It is very difficult to do nothing. Even when people are at a loss on what to do, there is always a temptation, often yielded, to do anything but leave things as they are.
Part of this need to do something is common sense; because even when nothing is being done, something is always happening. A car for example, parked and not driven for a while, is enveloped by a coat of dust. Within the engine space, creatures find a home, cobwebs grow. The various oils, no longer circulating in the engine, settle at the bottom with debris.
The day comes when the motor is required to run again, and even if it was working well a few months before, it requires specialised attention to move. The solution to avoiding expensive mechanic’s bills seems to keep the engine running all the time. Yet there is another instinct where people complain of a fast-moving world, information overload, too much work and the desire to ‘rest’, the implication being, ‘I wish I had time to just do nothing’! So where is the balance?
The average human being requires six to eight hours of sleep a day. For some people, sleep is an adventure, they wake up and recount dreams in full colour; others it is one black hole, head on pillow, head under shower.. What is not normal is when a person has to sleep or lie prone for more than nine hours a day. Africans living before colonisation knew this. Among the nomadic communities especially those rearing livestock, bed rest was not a viable option with the family constantly moving.

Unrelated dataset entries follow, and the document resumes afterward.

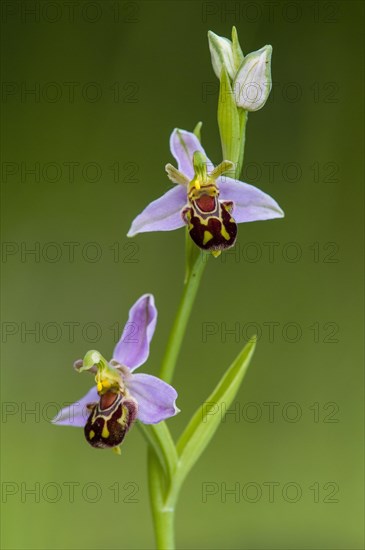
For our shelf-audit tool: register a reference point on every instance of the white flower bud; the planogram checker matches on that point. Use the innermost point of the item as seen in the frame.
(221, 52)
(252, 84)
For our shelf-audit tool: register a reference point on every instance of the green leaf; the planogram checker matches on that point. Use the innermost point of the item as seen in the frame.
(228, 120)
(207, 418)
(159, 438)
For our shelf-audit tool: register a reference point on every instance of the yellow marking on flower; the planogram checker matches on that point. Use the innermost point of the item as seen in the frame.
(225, 233)
(105, 433)
(207, 237)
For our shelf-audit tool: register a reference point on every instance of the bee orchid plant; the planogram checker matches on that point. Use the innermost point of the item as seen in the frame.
(209, 201)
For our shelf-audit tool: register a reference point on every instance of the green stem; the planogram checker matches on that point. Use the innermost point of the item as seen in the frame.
(242, 115)
(163, 518)
(181, 320)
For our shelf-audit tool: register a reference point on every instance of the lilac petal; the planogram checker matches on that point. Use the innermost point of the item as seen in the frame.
(133, 347)
(250, 204)
(163, 214)
(77, 414)
(156, 399)
(183, 144)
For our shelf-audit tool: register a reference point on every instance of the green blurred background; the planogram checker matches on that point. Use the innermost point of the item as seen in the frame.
(111, 81)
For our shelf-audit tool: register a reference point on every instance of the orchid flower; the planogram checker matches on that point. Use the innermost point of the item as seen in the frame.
(108, 410)
(209, 203)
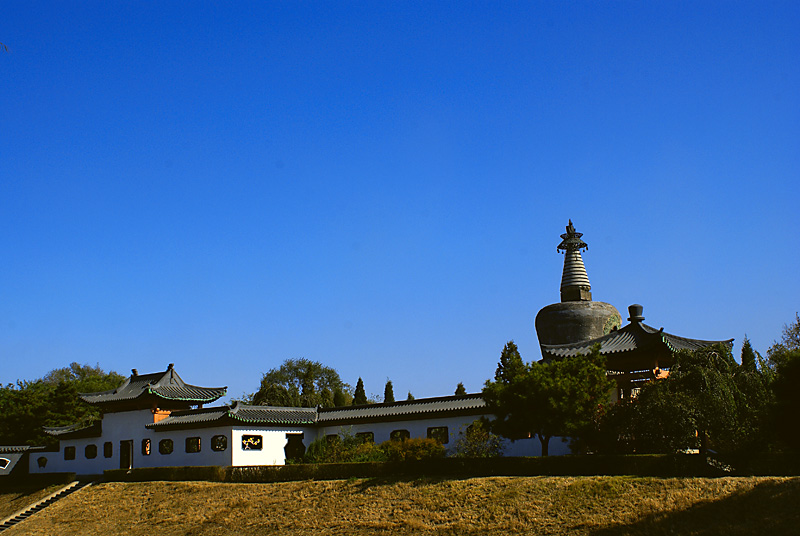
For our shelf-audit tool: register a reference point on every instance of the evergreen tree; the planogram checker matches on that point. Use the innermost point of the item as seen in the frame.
(560, 398)
(510, 365)
(360, 396)
(388, 392)
(748, 358)
(340, 398)
(27, 406)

Among those who cultivated, farmers were mainly subsistence relying on family labour to make ends meet, therefore the family could not afford to lose labour for prolonged periods of time. In the western world, families were large too until about a century ago and so taking time off to rest was not an option. However as these countries became prosperous and houses became less congested, the option of bed rest as part of medical treatment emerged and was common practice until World War II.
During that war, it was noticed that injured soldiers who were mobilised quickly when fresh casualties had arrived, did better than those who stayed in beds for a long time. And so began an effort by the medical establishment to not have patients admitted to hospital for too long. Today one of the biggest fears that a surgeon has after operating, is the patient who does not get up and start walking. There are several reasons why it is important to keep moving.
The moment you lie down, physiological changes start to occur. The first is that the heart no longer has to pump blood to the height of the head and circulate fluid all the way from the big toe; everything is horizontal.
While that sounds like a good thing, it is bad for several reasons. First, the heart is a muscle, which has to be active for it to work well. The less it is used the weaker and flabbier it grows, just like the muscles in the legs and elsewhere when not used. The second problem is that sluggish fluid begins to accumulate in the abdomen and chest cavities, just like matatus block roads when waiting for passengers, this is fluid idle without work or incentive to move. Research suggests that lying down for more than 24 hours leads to about one litre of fluid moving from the legs to the chest and abdomen. This affects a person’s breathing too, so they now have shallow breath with an increasing risk of a respiratory infection. If the bed rest is prolonged a few days to weeks, then certain parts of the body get too much pressure and sores develop, especially where there is an underlying bone. Because blood is not circulating, the immune system is also not moving, so when a sore forms, bacteria have a field day. Worst of all, many people who are bedridden also develop mental depression. Healing all this then becomes a case for the doctor and the nurse.
It seems that whether we talk of a person who is alive, or a mechanical thing, doing nothing for long periods causes harm. In our context today, as more people become affluent and the number of persons living in a house reduces, there are more sofas and beds for people to ‘rest’, especially if they have had a ‘hard day’ sitting in the office. For the middle class, to stay healthy the rest we need is not to do nothing on the couch, but to change the something that we are doing, perhaps reach home and cook dinner for ourselves and wash the dishes before bed?